Ma tanti, troppi, mi hanno deluso, anche se devo dire che alcuni comportamenti non hanno fatto altro che confermare la superficialità e l’opportunismo ancora purtroppo dominanti nella nostra società.
Confesso però che mi sarei aspettato maggiore dialogo e capacità di interagire nei social.
Invece non è stato così.
Anzi!
Al di là del fatto che coloro che non avevano tempo e voglia di dialogare con te prima del blocco hanno mantenuto inalterato il loro comportamento e dei soliti complottisti improvvisati, ho constatato un incremento notevole di espressioni di cattiveria e di egoismo.
Certo, la stampa del nostro Paese ci ha ubriacati di notizie e talk show in questo periodo, spesso disinformandoci (conformemente ad una consuetudine ormai radicata in Italia) e suscitando ancor più rabbia e apprensione in ognuno di noi.
La classe politica anziché essere unita e compatta in un periodo come questo ha continuato in gran parte ad essere litigiosa e a dare troppo spesso il peggio di sé (cosa peraltro in cui eccelle senza grandi difficoltà).
Ma tutto sommato nessuno di questi aspetti mi ha davvero mortificato, né sorpreso più di tanto.
Tutto secondo un copione ormai largamente collaudato da decenni.
No, niente di questo.
Ciò che mi ha fatto male e pensare è vedere la cattiveria e l’insensibilità di certe persone manifestarsi in un modo davvero indecente quanto inumano.
Ci sono ancora tanti esseri umani che muoiono ogni giorno, tanti malati che soffrono e gente che rischia la propria vita quotidianamente per salvare altre vite.
L’emergenza non è finita.
Anzi.
Ma di fronte a tutto questo cosa ci tocca sentire?
Persone che si lamentano di essere stati agli “arresti domiciliari” o di essere stati “incarcerati”, senza avere la minima idea di cosa voglia dire essere davvero in quelle situazioni e di quante sofferenze e patimenti comportano.

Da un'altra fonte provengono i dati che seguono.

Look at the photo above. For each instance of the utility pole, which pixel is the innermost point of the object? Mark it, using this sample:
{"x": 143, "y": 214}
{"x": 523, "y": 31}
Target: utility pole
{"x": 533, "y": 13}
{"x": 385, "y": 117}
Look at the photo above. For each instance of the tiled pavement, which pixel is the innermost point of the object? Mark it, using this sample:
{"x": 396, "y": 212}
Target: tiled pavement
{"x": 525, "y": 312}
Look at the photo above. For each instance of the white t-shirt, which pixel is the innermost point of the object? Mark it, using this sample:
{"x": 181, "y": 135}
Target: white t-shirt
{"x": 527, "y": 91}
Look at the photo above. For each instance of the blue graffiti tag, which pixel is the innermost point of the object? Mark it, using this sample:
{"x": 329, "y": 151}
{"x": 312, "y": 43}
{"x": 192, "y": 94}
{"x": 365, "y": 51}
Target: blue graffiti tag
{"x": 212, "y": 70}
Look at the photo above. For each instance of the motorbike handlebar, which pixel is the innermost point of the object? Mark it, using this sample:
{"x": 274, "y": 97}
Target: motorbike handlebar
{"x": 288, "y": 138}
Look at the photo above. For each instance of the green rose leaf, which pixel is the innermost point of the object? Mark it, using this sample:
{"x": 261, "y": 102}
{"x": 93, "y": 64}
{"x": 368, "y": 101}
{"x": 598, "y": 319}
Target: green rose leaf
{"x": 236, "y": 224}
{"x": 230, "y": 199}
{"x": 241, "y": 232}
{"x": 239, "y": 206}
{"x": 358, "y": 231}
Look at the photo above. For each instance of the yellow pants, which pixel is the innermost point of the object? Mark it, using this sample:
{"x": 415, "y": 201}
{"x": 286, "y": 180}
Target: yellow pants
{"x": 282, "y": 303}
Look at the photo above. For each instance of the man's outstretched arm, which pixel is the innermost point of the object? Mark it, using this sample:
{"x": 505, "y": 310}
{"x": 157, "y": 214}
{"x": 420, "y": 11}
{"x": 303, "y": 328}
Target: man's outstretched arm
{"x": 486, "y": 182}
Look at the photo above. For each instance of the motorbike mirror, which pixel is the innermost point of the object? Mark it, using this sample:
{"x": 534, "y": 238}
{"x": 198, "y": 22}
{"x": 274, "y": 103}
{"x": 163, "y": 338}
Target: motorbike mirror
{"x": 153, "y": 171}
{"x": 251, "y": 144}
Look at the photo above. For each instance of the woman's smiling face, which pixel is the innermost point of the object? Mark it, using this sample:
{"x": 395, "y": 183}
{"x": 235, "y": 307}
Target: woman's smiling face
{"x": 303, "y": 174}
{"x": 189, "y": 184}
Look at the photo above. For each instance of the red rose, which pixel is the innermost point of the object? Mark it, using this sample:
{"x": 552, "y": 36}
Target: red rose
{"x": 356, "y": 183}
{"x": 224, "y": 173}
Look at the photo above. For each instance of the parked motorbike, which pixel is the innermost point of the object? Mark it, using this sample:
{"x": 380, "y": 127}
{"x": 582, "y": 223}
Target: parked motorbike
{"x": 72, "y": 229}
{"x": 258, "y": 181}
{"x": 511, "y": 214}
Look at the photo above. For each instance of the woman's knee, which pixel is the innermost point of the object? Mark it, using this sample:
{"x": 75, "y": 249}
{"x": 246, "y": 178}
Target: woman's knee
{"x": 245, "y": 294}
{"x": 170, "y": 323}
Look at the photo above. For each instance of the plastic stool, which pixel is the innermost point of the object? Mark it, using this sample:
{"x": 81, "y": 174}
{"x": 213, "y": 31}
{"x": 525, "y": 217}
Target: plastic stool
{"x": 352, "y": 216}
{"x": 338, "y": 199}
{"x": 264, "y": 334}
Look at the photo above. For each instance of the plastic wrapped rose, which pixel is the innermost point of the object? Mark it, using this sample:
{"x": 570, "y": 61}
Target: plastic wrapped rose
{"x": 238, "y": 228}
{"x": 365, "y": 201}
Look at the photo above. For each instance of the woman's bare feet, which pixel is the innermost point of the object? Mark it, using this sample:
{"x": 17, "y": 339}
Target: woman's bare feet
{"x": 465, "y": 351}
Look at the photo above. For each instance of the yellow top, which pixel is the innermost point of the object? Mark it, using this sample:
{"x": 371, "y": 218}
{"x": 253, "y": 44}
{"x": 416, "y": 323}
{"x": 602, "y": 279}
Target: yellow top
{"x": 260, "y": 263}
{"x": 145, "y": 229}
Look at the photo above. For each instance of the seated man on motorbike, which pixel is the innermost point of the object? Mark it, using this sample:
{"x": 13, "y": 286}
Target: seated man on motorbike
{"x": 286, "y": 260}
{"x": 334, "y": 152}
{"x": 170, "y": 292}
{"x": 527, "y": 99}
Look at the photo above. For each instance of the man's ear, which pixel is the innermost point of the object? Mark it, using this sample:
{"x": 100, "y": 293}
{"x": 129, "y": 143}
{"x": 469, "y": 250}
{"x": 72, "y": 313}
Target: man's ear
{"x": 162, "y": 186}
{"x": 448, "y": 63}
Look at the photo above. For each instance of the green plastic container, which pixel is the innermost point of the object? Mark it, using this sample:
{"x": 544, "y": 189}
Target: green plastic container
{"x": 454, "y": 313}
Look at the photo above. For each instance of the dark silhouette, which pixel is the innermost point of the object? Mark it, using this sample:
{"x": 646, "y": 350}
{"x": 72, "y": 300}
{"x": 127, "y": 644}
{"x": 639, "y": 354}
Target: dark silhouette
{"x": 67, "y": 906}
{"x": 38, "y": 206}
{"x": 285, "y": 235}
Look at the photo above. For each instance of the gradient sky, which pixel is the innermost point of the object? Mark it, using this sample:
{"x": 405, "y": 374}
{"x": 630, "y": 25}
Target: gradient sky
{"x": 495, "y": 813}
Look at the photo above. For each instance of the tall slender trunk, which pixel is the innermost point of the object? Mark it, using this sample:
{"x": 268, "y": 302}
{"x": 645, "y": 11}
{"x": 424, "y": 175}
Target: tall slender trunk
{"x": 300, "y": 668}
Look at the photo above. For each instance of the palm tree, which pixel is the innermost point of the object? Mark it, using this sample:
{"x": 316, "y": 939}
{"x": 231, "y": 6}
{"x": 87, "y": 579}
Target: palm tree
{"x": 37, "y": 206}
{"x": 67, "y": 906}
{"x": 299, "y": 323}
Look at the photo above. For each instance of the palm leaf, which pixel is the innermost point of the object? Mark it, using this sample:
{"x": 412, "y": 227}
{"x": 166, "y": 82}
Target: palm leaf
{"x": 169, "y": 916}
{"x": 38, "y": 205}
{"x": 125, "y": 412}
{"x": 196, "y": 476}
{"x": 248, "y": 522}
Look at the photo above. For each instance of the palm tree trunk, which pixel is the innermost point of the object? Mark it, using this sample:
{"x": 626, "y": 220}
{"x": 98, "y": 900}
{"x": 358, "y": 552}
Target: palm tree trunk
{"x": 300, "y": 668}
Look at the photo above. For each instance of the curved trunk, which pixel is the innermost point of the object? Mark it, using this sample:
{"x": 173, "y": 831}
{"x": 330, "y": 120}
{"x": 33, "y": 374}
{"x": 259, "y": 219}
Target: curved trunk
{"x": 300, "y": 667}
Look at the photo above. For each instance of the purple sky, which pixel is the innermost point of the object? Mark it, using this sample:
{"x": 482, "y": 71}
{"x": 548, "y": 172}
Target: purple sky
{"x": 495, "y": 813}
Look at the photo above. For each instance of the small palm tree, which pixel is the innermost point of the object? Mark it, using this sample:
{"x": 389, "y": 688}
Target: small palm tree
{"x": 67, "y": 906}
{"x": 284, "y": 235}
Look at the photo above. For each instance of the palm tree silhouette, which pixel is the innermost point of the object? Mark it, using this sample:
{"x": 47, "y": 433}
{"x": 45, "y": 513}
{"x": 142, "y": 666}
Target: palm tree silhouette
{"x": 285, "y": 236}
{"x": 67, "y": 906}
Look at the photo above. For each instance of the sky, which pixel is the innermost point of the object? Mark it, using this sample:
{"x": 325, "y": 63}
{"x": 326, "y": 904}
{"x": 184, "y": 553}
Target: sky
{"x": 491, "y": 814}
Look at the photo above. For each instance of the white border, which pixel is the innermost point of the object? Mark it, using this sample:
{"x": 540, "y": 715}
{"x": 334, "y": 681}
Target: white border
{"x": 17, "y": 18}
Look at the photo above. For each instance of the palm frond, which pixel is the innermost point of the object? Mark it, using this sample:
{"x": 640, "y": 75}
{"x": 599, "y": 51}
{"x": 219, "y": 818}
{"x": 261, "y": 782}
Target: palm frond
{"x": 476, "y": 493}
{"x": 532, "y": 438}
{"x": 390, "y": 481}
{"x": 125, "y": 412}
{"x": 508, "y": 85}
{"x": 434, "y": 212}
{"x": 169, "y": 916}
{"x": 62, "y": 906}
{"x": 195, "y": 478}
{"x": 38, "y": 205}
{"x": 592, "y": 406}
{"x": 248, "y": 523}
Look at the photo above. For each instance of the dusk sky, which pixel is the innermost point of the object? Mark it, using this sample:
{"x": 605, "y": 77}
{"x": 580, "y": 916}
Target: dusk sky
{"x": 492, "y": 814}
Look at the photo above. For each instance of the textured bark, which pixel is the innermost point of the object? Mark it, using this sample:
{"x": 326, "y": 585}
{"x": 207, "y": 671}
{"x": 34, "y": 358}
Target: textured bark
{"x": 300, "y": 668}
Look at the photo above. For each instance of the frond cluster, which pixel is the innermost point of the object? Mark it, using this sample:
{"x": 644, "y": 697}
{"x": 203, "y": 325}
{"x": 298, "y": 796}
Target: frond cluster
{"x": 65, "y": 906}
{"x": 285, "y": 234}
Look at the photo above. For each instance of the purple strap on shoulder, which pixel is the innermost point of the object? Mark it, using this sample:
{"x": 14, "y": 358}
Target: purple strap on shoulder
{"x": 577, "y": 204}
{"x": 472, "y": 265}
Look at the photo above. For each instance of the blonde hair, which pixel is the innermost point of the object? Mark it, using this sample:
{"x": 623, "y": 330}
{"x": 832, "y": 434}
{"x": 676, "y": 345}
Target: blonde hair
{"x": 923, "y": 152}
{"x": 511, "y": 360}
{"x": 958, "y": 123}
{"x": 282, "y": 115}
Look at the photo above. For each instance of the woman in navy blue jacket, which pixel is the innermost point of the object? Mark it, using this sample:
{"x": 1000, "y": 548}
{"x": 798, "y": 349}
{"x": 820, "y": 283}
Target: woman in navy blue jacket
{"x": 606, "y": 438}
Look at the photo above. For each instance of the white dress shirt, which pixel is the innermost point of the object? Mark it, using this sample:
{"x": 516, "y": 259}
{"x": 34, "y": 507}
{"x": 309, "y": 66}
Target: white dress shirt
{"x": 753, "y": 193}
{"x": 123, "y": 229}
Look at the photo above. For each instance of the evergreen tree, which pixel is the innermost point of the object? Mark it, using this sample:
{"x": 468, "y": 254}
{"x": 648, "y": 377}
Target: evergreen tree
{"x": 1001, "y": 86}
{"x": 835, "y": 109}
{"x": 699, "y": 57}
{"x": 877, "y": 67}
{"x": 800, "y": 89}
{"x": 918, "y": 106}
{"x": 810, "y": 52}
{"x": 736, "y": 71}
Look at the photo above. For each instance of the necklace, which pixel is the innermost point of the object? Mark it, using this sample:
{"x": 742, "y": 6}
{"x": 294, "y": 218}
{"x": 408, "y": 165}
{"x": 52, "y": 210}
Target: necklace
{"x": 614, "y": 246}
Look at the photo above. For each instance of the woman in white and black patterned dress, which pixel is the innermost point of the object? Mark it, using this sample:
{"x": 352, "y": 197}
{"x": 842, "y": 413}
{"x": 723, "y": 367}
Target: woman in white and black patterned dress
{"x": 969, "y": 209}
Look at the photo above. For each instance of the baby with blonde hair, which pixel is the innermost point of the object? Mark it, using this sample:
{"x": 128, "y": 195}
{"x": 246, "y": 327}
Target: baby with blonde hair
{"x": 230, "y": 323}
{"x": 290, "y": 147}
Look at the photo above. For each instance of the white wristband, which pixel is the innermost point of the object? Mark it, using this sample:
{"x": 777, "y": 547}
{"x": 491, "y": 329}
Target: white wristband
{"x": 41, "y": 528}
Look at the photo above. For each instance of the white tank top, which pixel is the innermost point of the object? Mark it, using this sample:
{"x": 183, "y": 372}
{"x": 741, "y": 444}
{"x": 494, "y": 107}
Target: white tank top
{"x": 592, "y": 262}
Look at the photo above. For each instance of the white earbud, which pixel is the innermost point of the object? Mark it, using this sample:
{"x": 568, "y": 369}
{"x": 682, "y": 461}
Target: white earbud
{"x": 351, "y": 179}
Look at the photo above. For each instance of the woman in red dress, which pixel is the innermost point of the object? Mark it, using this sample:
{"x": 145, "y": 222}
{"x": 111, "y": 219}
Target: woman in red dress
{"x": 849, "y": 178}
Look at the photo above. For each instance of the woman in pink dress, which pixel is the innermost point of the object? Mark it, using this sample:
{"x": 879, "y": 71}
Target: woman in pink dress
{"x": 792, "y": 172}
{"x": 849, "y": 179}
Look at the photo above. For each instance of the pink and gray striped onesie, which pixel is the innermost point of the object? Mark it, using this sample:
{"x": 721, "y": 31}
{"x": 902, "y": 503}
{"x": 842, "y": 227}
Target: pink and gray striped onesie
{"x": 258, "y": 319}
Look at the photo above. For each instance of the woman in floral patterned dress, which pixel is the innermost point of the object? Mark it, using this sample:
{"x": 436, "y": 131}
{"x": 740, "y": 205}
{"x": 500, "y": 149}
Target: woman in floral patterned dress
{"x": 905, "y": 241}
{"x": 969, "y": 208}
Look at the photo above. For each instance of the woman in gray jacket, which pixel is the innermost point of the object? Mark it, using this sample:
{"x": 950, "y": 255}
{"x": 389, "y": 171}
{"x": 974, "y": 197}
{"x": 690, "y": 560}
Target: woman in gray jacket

Altre che non ce la fanno più perché non possono più andare all’Happy Hour o al ristorante.
Altri ancora che pensano ai soldi che stanno perdendo ogni giorno e che hanno un conto corrente gonfio di quattrini, ma che non pensano minimamente a coloro che un conto in banca non potranno più manco permetterselo.
Ma tanto ciò che conta è il profitto ad oltranza per certa gente e poco importa se saranno altri a rimetterci.
E stiamo parlando soltanto di due mesi della nostra vita! Due mesi!
Ma la cosa forse più sconfortante di tutte è notare quanta gente non riesca più a vivere nella solitudine e serenità del proprio essere, nel non consumare la propria esistenza ma nel viverla nella pace del tempo che scorre con la giusta lentezza al fine di poterne assaporare ogni momento, come se fosse un vino da sorseggiare piano piano.
Tutte persone ridotte ad automi abituate a correre ogni giorno, costrette a vivere secondo codici non scritti di convivenza sociale in cui l’individuo conta solo per ciò che consuma e che produce.
Il sapere fermarsi, vivere con la propria individualità e accettando anche piccoli sacrifici per il bene di tutti sembra quasi un atto eroico e fuori dal comune mentre invece dovrebbe essere la normalità.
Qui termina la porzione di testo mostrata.